Satu langkah lagi.Setelah semua ini, ia akan pergi. Bukan karena kalah. Tapi karena ia memilih untuk pergi sebagai dirinya sendiri—utuh, tanpa kebohongan.Malam itu, saat semua orang sudah pulang, Tari masih duduk di ruangannya. Lampu kantor sudah banyak yang dimatikan, hanya beberapa cahaya remang-remang yang tersisa.
Ia membuka laptopnya, menulis satu email panjang untuk Bu Tirta. Bukan surat pengunduran diri. Tapi surat perpisahan dari cucu kepada neneknya.Ia menulis dengan hati-hati. Setiap kalimat dipilih dengan cinta, bukan dengan amarah.Ia menulis tentang rasa terima kasihnya. Tentang betapa ia menghormati Bu Tirta. Tentang betapa ia berterima kasih atas semua kesempatan.Tapi ia juga menulis bahwa ia harus menemukan jalannya sendiri.
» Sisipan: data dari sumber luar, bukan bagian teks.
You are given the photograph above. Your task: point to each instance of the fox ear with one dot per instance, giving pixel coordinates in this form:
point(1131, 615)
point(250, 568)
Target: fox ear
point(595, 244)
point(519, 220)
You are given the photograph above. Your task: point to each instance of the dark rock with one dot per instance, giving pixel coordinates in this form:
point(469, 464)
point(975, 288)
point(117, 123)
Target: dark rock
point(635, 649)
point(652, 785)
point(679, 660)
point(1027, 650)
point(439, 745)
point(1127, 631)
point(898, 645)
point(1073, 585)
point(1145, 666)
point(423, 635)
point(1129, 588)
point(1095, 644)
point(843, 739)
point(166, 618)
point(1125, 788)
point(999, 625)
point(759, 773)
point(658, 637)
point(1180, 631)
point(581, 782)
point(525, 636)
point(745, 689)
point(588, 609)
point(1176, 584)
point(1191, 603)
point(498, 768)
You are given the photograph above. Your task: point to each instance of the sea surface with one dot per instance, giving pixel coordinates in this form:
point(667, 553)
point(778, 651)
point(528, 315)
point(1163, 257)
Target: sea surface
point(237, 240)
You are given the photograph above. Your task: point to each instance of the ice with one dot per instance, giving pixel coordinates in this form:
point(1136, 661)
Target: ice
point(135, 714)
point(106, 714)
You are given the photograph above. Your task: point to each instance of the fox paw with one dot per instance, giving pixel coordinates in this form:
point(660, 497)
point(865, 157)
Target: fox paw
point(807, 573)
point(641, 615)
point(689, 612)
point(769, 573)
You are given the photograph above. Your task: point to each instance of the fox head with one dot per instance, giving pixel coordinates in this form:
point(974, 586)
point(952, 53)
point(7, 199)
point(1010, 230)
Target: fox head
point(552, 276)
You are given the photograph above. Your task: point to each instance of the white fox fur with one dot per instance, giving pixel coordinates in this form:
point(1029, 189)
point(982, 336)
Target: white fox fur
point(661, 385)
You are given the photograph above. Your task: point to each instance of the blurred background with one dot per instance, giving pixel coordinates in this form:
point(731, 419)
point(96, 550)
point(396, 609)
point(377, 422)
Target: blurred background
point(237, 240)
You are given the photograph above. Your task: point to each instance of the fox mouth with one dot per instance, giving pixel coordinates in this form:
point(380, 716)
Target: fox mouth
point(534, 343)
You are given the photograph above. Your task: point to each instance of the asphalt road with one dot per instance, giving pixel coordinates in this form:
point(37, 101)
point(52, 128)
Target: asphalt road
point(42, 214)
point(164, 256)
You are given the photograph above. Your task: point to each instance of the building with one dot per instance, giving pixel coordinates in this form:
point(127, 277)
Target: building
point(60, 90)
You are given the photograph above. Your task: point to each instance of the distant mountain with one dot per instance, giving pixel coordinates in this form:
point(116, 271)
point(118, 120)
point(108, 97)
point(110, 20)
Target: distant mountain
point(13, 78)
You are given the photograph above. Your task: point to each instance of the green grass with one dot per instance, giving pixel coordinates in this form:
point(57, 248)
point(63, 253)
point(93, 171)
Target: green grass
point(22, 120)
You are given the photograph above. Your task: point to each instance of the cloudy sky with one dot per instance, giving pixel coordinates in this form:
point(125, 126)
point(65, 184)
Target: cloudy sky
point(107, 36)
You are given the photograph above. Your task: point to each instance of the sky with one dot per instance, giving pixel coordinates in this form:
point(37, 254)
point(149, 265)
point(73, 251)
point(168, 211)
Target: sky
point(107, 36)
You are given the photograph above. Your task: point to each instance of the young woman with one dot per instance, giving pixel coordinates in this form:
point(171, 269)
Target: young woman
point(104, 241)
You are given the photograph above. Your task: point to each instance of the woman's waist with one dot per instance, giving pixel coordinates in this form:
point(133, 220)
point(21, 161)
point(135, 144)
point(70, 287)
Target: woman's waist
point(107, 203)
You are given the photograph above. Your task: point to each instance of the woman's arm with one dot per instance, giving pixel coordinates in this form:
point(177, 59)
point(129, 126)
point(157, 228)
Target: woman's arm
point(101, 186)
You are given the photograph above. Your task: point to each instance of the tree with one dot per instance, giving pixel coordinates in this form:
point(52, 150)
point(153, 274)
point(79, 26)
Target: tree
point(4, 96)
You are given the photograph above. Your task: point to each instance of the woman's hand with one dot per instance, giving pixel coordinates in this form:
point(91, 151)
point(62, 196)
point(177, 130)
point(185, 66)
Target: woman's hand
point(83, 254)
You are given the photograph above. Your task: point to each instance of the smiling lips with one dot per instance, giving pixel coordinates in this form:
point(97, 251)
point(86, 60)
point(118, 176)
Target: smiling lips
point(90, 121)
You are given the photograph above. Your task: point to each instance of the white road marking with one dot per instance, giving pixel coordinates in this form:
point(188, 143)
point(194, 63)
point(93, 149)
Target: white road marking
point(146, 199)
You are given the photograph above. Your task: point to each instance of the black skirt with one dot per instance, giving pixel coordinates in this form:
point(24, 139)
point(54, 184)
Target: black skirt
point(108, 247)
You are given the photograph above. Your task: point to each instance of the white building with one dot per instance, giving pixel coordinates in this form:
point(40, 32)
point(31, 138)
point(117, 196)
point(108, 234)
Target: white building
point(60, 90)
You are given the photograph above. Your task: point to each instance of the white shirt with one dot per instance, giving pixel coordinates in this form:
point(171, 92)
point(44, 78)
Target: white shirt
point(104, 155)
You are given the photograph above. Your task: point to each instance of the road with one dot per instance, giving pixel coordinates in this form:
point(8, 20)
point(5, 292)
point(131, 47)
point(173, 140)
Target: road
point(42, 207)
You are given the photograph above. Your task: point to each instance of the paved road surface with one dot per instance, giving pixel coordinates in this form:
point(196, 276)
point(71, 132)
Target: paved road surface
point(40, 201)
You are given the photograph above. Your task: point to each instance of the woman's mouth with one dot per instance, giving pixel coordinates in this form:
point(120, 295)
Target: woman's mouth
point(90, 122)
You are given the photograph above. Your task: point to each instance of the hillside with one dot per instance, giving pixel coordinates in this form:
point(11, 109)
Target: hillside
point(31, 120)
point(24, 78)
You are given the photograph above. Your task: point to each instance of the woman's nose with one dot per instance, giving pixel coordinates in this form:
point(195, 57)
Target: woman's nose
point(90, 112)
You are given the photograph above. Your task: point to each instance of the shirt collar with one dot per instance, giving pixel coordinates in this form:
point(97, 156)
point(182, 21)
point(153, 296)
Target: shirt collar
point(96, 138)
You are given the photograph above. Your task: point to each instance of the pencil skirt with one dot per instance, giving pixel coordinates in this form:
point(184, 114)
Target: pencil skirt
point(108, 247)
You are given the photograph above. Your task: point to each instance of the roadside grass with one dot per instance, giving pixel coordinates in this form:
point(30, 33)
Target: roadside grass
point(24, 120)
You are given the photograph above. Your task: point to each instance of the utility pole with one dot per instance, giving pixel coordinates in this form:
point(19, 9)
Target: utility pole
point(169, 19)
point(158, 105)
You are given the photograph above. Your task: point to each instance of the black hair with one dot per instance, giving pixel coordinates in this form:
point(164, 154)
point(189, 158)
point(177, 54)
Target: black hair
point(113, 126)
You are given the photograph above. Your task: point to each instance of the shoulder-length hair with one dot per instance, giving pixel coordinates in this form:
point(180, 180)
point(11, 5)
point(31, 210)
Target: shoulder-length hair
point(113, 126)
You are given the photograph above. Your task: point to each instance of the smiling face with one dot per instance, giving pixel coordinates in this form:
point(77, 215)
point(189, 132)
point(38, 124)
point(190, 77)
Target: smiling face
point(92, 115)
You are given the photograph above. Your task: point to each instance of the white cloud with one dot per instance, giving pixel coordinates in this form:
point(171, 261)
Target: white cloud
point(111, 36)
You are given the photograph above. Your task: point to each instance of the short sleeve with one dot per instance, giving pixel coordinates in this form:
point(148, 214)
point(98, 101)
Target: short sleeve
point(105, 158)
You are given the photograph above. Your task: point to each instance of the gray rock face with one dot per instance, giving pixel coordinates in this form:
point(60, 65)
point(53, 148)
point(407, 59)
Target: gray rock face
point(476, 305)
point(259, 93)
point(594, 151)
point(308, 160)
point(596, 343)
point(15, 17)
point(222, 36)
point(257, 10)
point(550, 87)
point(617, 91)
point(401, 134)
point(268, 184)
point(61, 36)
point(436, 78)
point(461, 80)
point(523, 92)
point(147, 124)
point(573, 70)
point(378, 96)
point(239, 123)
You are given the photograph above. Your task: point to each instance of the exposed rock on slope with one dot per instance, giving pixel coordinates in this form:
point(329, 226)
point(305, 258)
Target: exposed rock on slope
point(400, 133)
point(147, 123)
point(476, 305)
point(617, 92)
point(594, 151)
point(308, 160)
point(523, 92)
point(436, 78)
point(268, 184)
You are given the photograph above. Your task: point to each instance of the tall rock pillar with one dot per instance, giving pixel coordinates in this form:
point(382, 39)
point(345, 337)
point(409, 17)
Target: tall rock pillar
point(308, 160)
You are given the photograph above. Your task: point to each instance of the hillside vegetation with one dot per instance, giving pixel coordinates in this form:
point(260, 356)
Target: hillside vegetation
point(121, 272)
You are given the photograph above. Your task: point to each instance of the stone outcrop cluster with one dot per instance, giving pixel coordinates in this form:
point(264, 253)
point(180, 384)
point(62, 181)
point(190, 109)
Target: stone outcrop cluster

Bukan di perusahaan ini. Bukan di balik bayang-bayang siapa pun.Ia akan kembali ke Bandung. Ke toko bunganya. Ke hidup sederhana yang penuh makna.Sebelum menutup laptop, Tari melirik jam dinding.Sudah hampir tengah malam.Di luar, lampu-lampu kota Jakarta berkilau seperti lautan bintang terbalik.Ia berdiri, merapikan mejanya perlahan.
Di sudut ruangannya, ia melihat sebuah pot kecil—bunga lavender mungil yang dulu ia bawa dari toko bunganya di Bandung.Tari tersenyum kecil, mengelus daun-daun lembut tanaman itu."Sebentar lagi kita pulang," bisiknya.
Dan malam itu, dengan langkah ringan, Tari meninggalkan kantor.Meninggalkan semua luka, semua kenangan, semua kerinduan yang tak berbalas.Meninggalkan semua... kecuali keberaniannya untuk memilih dirinya sendiri.